One wishes for the sensibility of adults at almost every juncture in this story: from the perpetrator himself, to be certain, but also from the parents whose desperation and naivety sent their children to a man with a despicable track record of alleged abuse.

Dear black people, our community — while generally an evenly heterogeneous mixture of vivacious and down-to-earth — needs to do better. We need to do better. 

We have — often, in an ostentatiously embarrassing and deliberate fashion — dismissed those innocent (invariably manipulated) black women and girls, chauvinistically puppeteered by a lifestyle of glamor, manicured nails, and base-level recognition, in order to preserve the reputation of a man whose most notable achievement is a severely-rehashing 1996 Space Jam anthem. 

Quite frankly, black women like myself have had enough of meat-headedness being conflated with undeniably predatory, exploitative behavior that translates into a lifetime of mental instability and depravity for our sisters. We have been continuously forced to endure a barrage of gender-enslaving expletives such as the Jezebel and the “tragic Mammy” (dating back to the Jim-Crow era) from both internal and externalized actors of white supremacy, with little recompense or appreciation uttered by mouth. When you brandish the knife that cuts open our beating hearts in hopes that you appease to unidentifiable another, you forsake the sanctity that should be the defense of black girlhood. 

Bernice King, daughter of Martin Luther King Jr., offers an unflinching indictment of the toxic masculinity that poisons the agency of black men in the following Tweet:

“It should go without saying that Black girls should matter more than good music & a musical gift; that a minor should not be maligned as a manipulator of a man. Let’s teach boys that girls’ bodies are not theirs to molest & misuse.
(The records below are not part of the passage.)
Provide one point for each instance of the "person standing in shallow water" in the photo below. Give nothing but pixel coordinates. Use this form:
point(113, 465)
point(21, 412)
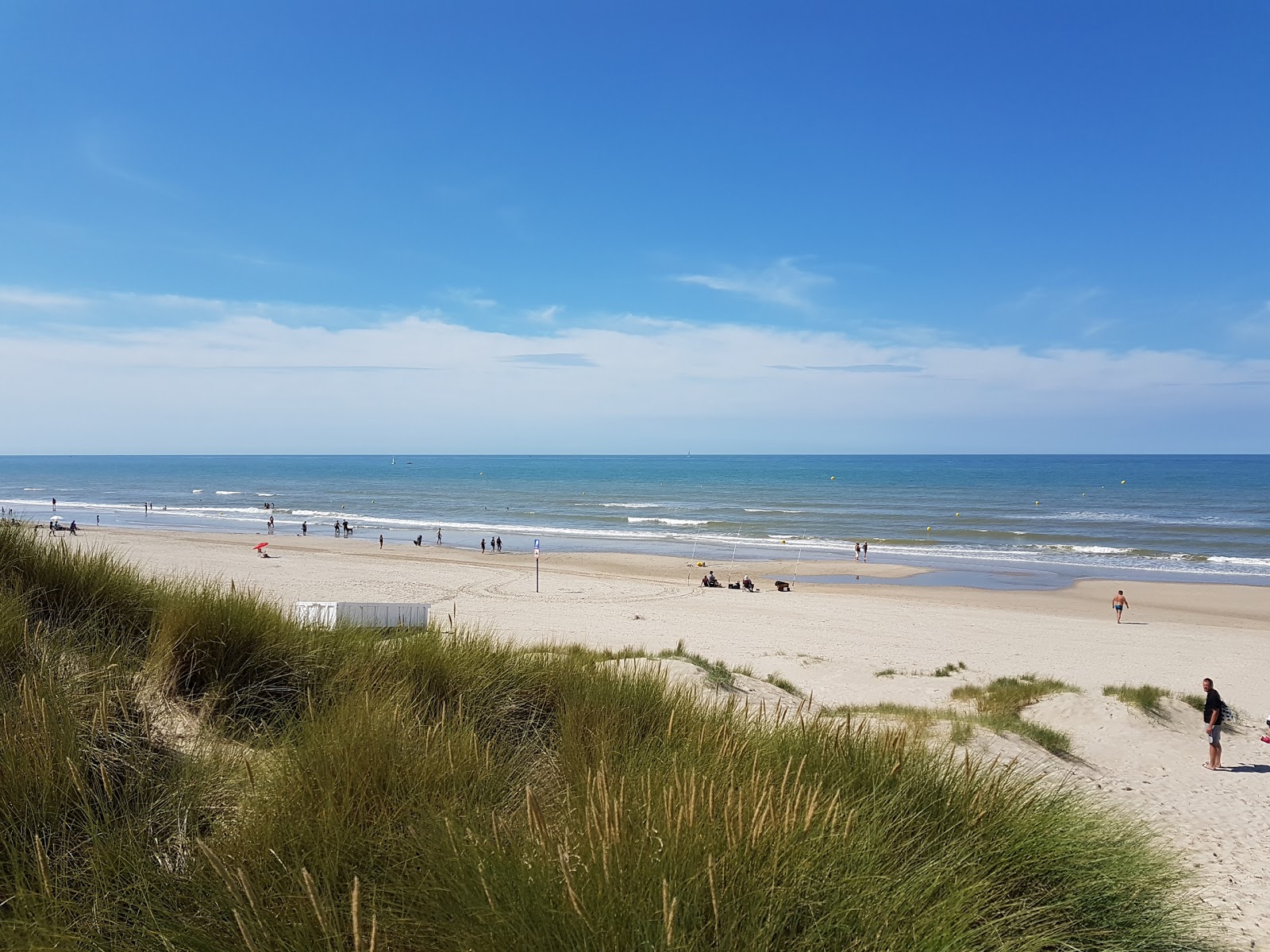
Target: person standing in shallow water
point(1119, 603)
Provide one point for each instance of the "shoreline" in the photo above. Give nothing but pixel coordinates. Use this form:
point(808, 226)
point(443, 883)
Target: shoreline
point(907, 566)
point(835, 641)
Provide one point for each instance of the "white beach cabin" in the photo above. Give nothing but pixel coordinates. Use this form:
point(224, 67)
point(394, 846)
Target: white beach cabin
point(366, 615)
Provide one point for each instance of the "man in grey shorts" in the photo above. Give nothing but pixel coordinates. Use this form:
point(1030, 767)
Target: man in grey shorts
point(1213, 725)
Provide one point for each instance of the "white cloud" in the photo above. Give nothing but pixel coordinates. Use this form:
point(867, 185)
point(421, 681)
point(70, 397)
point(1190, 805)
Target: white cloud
point(1054, 300)
point(1255, 327)
point(13, 298)
point(469, 298)
point(545, 315)
point(783, 283)
point(211, 376)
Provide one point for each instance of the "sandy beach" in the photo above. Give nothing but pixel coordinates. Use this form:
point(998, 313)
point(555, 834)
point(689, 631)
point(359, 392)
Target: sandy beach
point(832, 640)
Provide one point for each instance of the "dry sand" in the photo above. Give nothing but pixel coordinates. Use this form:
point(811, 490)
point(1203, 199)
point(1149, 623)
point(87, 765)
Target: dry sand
point(832, 639)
Not theirs to do anything with. #SurvivingRKelly”

Kelly’s well-documented marriage to late singer Aaliyah is his most prominent exercising of said toxic masculinity, capitalizing off of the collective hypnosis of the black community. Kelly married the artist when she was just 15 years old, during the process he groomed her while producing her debut album, infamously named “Age Ain’t Nothing But a Number.” Young, black girls with an understandably childish interest in the trappings of fame and success are the prospects that earn a “Target Acquired” from R. Kelly; yet, what do we do to not only teach them the ominous inner-workings of a man, so deluded by his enfeebling paternalism and lust for the “subservient and promiscuous” black woman, but the value of their own lives — their beautiful, free-spirited black lives? 

One wonders, then, how to advance not the story of Kelly, but, how to advance the story of those he has victimized. How do we rescue those like myself that many among our community — the black community —  deem unworthy of saving? In essence, black women and girls exist at America’s most refuted intersection: They are black. They are girls. And as R. Kelly abuses my sisters, you do too abuse by means of your unremitting silence. 

R. Kelly’s cynical appropriation of our collective communities’ carelessness towards the trials and tribulations of black girlhood is the puerile definition of malign —  it’s unabating is not without both complicit and unaware assistance. 

To rightly condemn this far-shot mimicry of Marvin Gaye, we must revolutionize our own thought processes on the intersections between blackness and victimization, unaccountability and the tactless glamorization of black masculinity, and womanhood in the black community. 

Black lives matter — not just the ones that appease you.